Summary: A new study finds a strong association between catamenial epilepsy—where seizure frequency increases around the menstrual cycle—and drug-resistant genetic generalized epilepsy. Women with catamenial epilepsy were nearly four times more likely to have epilepsy that does not respond to standard anti-seizure medications.
Source: Rutgers University
A Rutgers coauthored study published in Neurology reports for the first time a significant link between catamenial epilepsy in women with genetic generalized epilepsy (GGE) and drug-resistant epilepsy, offering a possible path toward more personalized treatment strategies.
Researchers found that women whose seizures increase in frequency around their menstrual cycle—referred to as catamenial epilepsy—were nearly four times more likely to have drug-resistant GGE than women who do not experience menstrual-related changes in seizure patterns. This association was replicated across two independent patient samples, strengthening the finding.
“Genetic generalized epilepsy is often considered more responsive to anti-seizure medications than focal epilepsy.
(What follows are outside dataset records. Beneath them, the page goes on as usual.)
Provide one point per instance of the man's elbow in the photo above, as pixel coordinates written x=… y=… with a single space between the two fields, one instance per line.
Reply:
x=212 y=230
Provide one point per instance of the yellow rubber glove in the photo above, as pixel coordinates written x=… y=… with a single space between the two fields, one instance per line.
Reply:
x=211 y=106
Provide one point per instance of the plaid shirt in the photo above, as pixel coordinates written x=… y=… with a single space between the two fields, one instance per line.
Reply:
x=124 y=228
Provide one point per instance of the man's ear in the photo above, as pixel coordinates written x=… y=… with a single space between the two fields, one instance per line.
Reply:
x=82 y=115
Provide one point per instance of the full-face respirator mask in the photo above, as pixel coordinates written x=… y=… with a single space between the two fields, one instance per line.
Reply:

Still, a notable minority—previous estimates range from 18 to 36 percent—do not respond well to standard treatments,” said Gary A. Heiman, associate professor in the Department of Genetics at Rutgers University–New Brunswick and the study’s senior author. “Discovering a connection between menstrual cycle–related seizure increases and drug resistance suggests a specific subgroup of patients who might benefit from targeted research and tailored therapies.”
In generalized epilepsy, seizures arise bilaterally across both hemispheres of the brain, unlike focal epilepsy where seizures begin in a single localized region. Anti-seizure medications reduce the spread of abnormal brain activity and are effective for roughly two-thirds of people with epilepsy; surgical and other therapies are options when medications fail.
The multicenter study analyzed clinical data from 589 patients at the Columbia Comprehensive Epilepsy Center and 66 patients at the Yale Comprehensive Epilepsy Center to develop and validate a predictive model for identifying drug-resistant GGE. The model aimed to help clinicians recognize patients at higher risk of failing standard anti-seizure therapy so they can consider alternative or more aggressive treatment earlier in care.

Heiman noted that women with catamenial drug-resistant GGE may represent a relatively homogeneous clinical group with a distinct underlying cause. “If genetic or treatment-response studies focus on this subgroup, we may uncover mechanisms that explain medication resistance and develop personalized therapies tailored to those mechanisms,” he said. The authors caution that larger studies are needed to confirm these results and to better define optimal treatment approaches.
Contributing authors include Suzanne Thornton (Rutgers, now at Swarthmore University) and collaborators from leading centers: Columbia University Medical Center, University of Miami, Yale University, University of Oxford, Free University of Brussels, Monash University, The Royal Melbourne Hospital, The University of Melbourne, and Alfred Health.
About this neurology research article
Source:
Rutgers University
Contacts:
Todd Bates – Rutgers University
Image Source:
The image is credited to National Institute of Mental Health, National Institutes of Health.
Original Research: Closed access
“Development and validation of a predictive model of drug-resistant genetic generalized epilepsy” by Gary A. Heiman et al. Neurology.
Abstract
Development and validation of a predictive model of drug-resistant genetic generalized epilepsy
Objective
To develop and validate a clinical prediction model that identifies patients with genetic generalized epilepsy (GGE) who are likely to be resistant to antiepileptic drugs (AED-resistant GGE).
Method
The researchers conducted a nested case-control study within ongoing longitudinal observational cohorts at two tertiary epilepsy centers. Three candidate predictive models were created from a training dataset and then evaluated using internal validation and an external testing dataset to assess performance and generalizability.
Results
Among 5,189 patients in the longitudinal study, 122 met criteria for AED-resistant GGE and 468 were AED-responsive. The external testing dataset included 66 GGE patients, 17 of whom were drug-resistant cases. Catamenial epilepsy, a history of psychiatric conditions, and the combined seizure phenotype of generalized tonic-clonic, myoclonic, and absence seizures were strongly associated with drug-resistant status. Women with catamenial epilepsy had about a four-fold increased risk of AED resistance compared with women without menstrual-cycle–related seizure increases. Model calibration was acceptable, while discriminative performance measured by area under the ROC curve (AUC) ranged from 0.58 to 0.65, indicating modest ability to distinguish cases from controls.
Conclusion
Catamenial epilepsy, psychiatric comorbidity, and the specific combination of generalized seizure types are negative prognostic indicators for drug-resistant GGE. The model’s AUC near 0.6 suggests limited separation between groups, implying that additional clinical, genetic, or environmental variables may be necessary to improve predictive accuracy in future research.